UN Expert Urges Eritrea for Decisive Human Rights Improvements


The situation of human rights in Eritrea remains dire, a UN expert warned today.

In his fourth report to the Human Rights Council, the UN Special Rapporteur on the situation of human rights in Eritrea, Mohamed Babiker, pointed to the continued use of arbitrary and incommunicado detention, ongoing enforced disappearances, indefinite military or national service that amounts to forced labour and is linked to torture, and the systemic repression of fundamental freedoms in the country.

Babiker expressed deep concern that patterns of grave human rights violations identified by himself and his predecessors, as well as the Commission of Inquiry on Eritrea, persist unabated.

"The authorities of Eritrea have shown little willingness to address ongoing violations. They maintain policies and practices that perpetuate the human rights crisis in the country," he said. "If these persistent violations are not addressed, including by ensuring redress for victims, the cycle of suffering and repression will continue, stifling Eritrea's potential for peace and development."

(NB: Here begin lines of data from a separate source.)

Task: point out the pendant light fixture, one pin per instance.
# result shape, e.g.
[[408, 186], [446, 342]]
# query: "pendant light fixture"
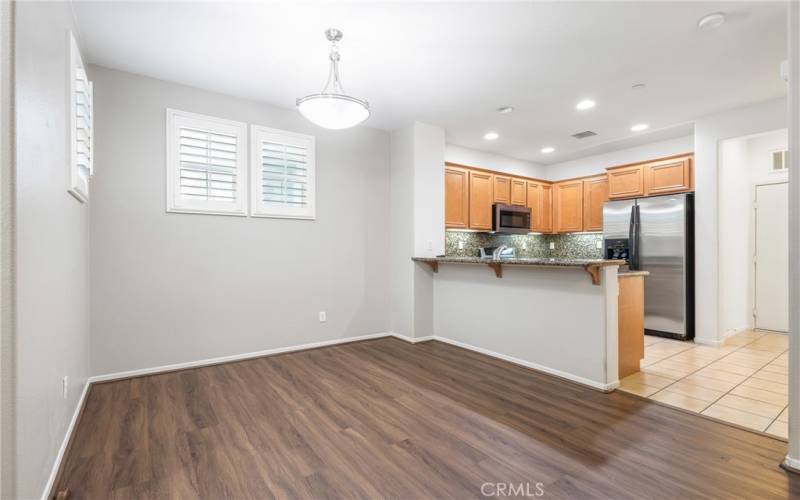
[[332, 108]]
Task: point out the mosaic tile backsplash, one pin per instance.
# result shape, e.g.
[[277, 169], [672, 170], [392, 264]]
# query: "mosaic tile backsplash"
[[567, 246]]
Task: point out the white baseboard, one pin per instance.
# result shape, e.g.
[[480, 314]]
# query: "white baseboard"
[[711, 342], [535, 366], [68, 435], [234, 357], [412, 340], [792, 463]]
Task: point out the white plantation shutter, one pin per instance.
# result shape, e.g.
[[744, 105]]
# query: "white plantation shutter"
[[282, 174], [206, 168], [81, 126]]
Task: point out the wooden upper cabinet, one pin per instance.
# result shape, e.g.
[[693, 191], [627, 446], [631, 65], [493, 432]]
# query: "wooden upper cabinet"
[[502, 189], [540, 201], [595, 194], [534, 202], [626, 182], [547, 209], [456, 198], [481, 196], [518, 192], [568, 206], [668, 176]]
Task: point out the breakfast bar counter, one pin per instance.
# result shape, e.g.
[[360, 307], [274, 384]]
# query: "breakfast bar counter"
[[559, 316], [591, 266]]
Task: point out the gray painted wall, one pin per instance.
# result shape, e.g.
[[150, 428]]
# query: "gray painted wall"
[[52, 248], [169, 288]]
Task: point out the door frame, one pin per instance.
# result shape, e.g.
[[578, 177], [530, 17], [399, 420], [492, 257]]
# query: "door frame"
[[754, 240]]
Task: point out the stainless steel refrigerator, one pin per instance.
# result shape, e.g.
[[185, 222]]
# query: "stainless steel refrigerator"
[[656, 234]]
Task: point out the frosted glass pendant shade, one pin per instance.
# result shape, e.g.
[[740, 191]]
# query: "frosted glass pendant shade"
[[333, 111]]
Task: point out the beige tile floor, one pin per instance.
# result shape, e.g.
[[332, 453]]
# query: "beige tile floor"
[[743, 382]]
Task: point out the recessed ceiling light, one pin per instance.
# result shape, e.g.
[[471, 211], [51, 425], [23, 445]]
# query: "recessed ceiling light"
[[711, 21]]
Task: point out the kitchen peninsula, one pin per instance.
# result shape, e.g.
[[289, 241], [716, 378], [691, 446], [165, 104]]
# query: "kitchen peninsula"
[[559, 316]]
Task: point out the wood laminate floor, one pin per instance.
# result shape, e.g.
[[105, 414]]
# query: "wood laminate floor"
[[387, 419]]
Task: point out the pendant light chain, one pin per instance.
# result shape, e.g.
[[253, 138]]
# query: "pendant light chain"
[[332, 108]]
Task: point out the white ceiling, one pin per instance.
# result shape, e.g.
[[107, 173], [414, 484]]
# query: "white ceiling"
[[453, 64]]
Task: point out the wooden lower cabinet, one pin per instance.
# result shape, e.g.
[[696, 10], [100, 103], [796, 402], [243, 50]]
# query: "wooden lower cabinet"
[[481, 197], [456, 198], [668, 176], [518, 192], [630, 324], [502, 189], [568, 206], [595, 195]]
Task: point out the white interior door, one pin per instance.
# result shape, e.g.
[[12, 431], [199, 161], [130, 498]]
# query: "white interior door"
[[772, 257]]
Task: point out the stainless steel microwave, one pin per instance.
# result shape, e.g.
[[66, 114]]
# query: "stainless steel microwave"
[[511, 219]]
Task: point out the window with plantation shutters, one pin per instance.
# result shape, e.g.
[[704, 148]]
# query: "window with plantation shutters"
[[206, 164], [281, 174], [81, 125]]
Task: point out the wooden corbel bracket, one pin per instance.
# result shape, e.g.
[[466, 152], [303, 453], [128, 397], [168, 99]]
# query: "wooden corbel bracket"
[[594, 272], [498, 269], [434, 265]]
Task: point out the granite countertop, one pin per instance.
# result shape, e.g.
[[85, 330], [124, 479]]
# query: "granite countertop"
[[523, 261], [628, 274]]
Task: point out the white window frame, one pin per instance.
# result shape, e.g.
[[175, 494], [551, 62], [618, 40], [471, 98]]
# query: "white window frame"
[[175, 120], [257, 207], [78, 182]]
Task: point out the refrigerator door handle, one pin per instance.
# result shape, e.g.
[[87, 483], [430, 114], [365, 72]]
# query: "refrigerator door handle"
[[633, 239]]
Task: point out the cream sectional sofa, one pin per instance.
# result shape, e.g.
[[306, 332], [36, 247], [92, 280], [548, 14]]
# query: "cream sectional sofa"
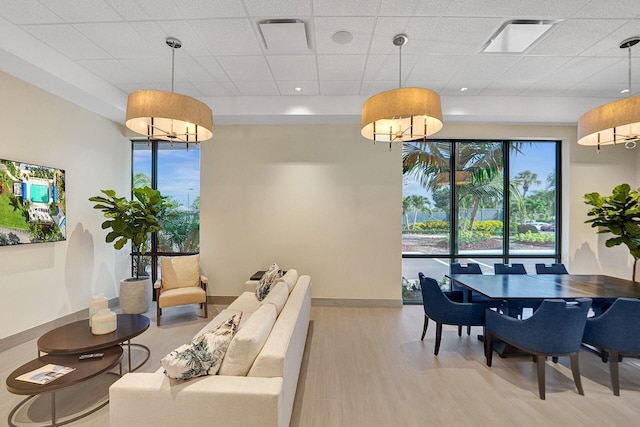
[[264, 397]]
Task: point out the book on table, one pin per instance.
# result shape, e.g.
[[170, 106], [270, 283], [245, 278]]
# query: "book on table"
[[45, 374]]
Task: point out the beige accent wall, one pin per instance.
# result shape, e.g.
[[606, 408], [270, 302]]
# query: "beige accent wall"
[[317, 198], [46, 281]]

The Special Rapporteur pointed to evolving patterns of transnational repression, noting increased efforts by the Eritrean authorities to supress critical voices and counter the work of activists, journalists, and human rights defenders in the diaspora through violence, intimidation, threats, surveillance, social isolation, and the refusal of consular services. "An escalation of violence and polarisation in the diaspora, is hurting Eritrean communities and society at large," Babiker said.

He also expressed concern about the situation of Eritrean refugees and asylum-seekers and called on States to exercise solidarity and ensure their protection.

Babiker reported that Eritrean forces remain present and continue to be involved in the commission of human rights violations in parts of the Tigray region of Ethiopia. He called on Ethiopia and Eritrea to respect the terms of the 2002 decision of the Eritrea-Ethiopia Boundary Commission and ensure the rights of residents and original peoples from contested areas.

The Special Rapporteur called on the international community to maintain scrutiny of Eritrea. "The international community must not forsake Eritrean victims of human rights violations. A brighter future for Eritrea hinges on ensuring justice for victims, this requires sustained international pressure to hold perpetrators accountable."

Babiker urged the Eritrean government to take immediate action to improve its human rights record: "By taking meaningful steps towards reform, Eritrea can pave the way for a society where human rights are respected, and every individual can thrive."